As the legislature for a jurisdiction of 1.1 million people, the council plays a central role in land use, transportation, housing and fiscal policy, among other matters; it also controls the purse strings for the school system, one of the nation’s largest, funded mainly by local taxes. With the county at a crossroads — prosperous but also straining to maintain schools and services on the backs of a tepid business climate and aging residents — the next council’s composition is critical.

Our endorsements in the primary contests are based on an assessment of which candidates are most likely to help broaden a tax base now lagging the demand for services — those who can stand up to entrenched interests and cultivate balanced growth.

For the at-large seats, we support Hans Riemer, the lone incumbent eligible for reelection, and three other richly experienced candidates: Gabe Albornoz, Marilyn Balcombe and Evan Glass.

Mr. Riemer, running for a third term, is a steady lawmaker respected by his colleagues, who elected him as the council’s current president. He has been a leader on expanding programs to help children from low-income families, and on other measures aimed at fostering a modern economy, including establishing a coding program for students and expanding wireless and broadband networks.

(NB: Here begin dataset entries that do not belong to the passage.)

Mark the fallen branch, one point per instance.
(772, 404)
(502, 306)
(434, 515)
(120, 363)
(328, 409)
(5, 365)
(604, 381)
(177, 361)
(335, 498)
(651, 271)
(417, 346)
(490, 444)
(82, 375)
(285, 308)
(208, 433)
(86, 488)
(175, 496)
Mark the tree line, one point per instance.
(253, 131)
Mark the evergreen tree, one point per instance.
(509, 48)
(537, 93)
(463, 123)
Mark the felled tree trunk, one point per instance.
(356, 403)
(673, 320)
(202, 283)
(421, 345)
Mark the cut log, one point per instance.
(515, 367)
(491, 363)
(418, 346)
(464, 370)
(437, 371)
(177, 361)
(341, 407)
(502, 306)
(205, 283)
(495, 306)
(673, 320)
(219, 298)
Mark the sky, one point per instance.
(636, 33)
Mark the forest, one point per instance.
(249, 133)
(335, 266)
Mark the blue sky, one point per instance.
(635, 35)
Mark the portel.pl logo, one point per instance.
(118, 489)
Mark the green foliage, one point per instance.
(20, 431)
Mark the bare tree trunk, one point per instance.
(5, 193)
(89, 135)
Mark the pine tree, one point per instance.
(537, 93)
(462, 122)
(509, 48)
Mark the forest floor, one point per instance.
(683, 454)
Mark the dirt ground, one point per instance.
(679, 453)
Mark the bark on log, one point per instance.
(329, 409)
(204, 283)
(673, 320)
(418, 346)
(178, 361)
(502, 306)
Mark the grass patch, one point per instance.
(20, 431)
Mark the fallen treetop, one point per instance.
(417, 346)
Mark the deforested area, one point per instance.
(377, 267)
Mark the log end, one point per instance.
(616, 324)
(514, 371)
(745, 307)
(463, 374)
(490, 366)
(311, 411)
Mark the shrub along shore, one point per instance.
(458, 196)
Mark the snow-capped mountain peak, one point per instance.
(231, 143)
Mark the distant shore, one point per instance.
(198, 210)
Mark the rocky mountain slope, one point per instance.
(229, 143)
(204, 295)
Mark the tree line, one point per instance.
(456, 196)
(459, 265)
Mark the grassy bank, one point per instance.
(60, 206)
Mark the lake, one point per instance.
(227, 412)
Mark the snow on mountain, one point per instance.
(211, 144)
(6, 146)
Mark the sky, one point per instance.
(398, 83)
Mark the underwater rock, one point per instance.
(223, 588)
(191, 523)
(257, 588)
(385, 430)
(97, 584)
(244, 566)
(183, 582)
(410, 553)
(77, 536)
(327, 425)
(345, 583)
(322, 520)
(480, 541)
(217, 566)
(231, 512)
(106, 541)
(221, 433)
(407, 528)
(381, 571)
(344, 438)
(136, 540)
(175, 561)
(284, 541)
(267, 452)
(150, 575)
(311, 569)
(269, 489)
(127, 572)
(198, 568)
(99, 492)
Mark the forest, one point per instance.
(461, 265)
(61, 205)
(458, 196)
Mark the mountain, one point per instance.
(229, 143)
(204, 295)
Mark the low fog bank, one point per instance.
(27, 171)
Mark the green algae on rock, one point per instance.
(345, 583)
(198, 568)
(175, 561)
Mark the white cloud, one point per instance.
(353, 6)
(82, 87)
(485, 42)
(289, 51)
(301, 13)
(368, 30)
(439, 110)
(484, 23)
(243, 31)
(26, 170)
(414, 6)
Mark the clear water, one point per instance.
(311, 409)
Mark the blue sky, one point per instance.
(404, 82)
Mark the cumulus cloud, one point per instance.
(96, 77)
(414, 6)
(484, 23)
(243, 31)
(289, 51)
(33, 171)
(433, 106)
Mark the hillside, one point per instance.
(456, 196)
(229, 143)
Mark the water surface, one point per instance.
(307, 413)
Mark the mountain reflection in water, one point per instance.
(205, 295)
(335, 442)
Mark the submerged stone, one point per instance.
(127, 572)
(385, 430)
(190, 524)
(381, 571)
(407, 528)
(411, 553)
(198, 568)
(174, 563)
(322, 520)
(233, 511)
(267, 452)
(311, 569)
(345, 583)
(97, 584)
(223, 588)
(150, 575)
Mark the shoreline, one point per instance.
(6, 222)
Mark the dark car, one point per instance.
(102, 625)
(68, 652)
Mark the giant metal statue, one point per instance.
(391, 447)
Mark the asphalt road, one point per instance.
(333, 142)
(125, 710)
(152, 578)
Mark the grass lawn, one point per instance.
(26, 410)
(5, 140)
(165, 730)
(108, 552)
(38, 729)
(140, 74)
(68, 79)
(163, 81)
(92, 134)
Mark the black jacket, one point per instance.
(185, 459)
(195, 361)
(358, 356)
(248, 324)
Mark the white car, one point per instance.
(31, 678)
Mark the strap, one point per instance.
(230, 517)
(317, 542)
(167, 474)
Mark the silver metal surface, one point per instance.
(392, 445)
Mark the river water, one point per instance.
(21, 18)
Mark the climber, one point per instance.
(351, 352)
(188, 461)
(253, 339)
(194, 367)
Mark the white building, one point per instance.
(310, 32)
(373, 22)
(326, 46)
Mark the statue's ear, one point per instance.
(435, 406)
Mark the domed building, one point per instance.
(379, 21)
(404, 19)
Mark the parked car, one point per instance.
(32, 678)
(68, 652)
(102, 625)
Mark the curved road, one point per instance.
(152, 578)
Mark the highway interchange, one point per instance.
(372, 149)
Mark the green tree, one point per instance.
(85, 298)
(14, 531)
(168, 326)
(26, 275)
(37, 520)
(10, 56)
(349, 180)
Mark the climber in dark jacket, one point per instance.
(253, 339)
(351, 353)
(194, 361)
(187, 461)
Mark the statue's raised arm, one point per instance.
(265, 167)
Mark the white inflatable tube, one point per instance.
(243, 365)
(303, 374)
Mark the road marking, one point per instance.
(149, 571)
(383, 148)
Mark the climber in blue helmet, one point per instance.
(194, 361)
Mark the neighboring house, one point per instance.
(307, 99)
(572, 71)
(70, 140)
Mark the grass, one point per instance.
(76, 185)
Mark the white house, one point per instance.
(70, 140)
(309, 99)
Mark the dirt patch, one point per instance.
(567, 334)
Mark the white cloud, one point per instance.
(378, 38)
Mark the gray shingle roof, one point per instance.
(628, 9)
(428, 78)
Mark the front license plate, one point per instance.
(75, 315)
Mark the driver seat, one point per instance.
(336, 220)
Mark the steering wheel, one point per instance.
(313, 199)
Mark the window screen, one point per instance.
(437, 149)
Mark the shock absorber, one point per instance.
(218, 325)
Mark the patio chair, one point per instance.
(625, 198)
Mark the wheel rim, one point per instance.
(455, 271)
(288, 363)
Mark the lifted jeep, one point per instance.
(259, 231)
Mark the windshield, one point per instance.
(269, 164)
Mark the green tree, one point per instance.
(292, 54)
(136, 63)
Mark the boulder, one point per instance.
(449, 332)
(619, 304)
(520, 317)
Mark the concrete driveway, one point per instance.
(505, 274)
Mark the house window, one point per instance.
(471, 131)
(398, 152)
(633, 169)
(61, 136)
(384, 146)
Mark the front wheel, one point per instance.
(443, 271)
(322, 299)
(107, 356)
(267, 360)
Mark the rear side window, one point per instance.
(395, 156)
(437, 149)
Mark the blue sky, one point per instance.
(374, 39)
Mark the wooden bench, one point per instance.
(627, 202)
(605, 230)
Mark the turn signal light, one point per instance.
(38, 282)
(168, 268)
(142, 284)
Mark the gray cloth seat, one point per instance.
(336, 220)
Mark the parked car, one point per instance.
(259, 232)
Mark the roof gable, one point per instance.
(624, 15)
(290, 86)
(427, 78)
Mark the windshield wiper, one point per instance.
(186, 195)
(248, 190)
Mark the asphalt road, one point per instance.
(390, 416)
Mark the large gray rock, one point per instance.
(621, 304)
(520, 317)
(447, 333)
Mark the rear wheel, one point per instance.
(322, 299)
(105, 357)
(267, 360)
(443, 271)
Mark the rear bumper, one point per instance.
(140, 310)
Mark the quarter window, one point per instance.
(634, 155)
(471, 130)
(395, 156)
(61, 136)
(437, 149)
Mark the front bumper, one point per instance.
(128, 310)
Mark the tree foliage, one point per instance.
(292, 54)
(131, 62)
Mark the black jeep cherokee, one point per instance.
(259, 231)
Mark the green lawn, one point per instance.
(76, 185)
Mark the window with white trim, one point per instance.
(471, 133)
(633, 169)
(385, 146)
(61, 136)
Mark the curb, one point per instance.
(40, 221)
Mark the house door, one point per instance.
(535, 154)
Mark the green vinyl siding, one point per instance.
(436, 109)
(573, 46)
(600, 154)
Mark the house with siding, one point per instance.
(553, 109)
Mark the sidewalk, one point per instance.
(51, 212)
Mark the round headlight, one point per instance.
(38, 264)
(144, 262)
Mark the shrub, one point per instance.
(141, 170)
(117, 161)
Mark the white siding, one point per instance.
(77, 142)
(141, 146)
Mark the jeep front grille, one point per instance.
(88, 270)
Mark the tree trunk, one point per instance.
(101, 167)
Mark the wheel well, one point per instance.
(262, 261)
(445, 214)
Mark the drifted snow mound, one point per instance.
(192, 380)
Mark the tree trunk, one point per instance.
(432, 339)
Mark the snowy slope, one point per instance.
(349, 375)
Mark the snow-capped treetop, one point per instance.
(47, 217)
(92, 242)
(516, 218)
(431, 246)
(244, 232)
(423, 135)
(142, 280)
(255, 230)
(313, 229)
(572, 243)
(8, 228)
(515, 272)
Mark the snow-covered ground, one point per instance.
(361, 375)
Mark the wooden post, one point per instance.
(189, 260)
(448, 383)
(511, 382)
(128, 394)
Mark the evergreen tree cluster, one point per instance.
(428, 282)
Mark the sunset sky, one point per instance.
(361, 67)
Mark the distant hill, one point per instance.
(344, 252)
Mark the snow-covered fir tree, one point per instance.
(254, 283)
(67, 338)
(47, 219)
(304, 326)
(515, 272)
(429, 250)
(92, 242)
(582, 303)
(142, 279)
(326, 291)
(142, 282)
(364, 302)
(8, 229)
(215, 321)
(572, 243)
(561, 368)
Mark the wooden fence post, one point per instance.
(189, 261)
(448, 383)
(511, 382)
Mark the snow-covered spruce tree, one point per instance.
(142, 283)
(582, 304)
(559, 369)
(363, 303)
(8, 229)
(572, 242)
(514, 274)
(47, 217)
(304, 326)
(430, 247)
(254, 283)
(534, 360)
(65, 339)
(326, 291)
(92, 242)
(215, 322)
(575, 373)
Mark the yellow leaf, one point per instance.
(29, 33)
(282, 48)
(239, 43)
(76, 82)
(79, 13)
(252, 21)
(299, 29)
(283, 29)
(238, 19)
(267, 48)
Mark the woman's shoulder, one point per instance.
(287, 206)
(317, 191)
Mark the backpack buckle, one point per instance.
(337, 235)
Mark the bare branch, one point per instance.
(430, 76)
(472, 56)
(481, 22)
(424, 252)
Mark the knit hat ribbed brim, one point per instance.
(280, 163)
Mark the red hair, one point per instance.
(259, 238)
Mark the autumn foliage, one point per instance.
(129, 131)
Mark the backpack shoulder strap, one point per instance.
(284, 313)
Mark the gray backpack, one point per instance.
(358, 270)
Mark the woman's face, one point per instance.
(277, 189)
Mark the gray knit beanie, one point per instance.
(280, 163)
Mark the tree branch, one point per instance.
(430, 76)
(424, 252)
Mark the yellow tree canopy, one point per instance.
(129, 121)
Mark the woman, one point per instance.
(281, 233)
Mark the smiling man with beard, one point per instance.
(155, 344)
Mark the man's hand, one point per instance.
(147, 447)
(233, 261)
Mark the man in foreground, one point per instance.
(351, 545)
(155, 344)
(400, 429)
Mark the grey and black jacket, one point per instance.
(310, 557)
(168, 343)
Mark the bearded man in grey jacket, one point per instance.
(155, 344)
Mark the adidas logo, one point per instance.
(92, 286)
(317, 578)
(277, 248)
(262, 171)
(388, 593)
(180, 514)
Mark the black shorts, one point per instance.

Mr. Albornoz served for a decade as director of Montgomery’s Recreation Department, managing thousands of employees, dozens of facilities and a large budget of tens of millions of dollars. Few county officials are as capable or widely admired, including by his own rivals in the at-large race.

Ms. Balcombe, chief of the Gaithersburg-Germantown Chamber of Commerce, is an exemplary community activist, having played key roles in building a local library and park. She would lend a pragmatic, business-minded common sense to a council on which that quality is badly needed.

Mr. Glass, a nonprofit executive, has been an effective advocate for affordable housing, preserving green space and pedestrian safety. Independent-minded, tireless and deeply committed to local communities, he would be the council’s first openly gay member.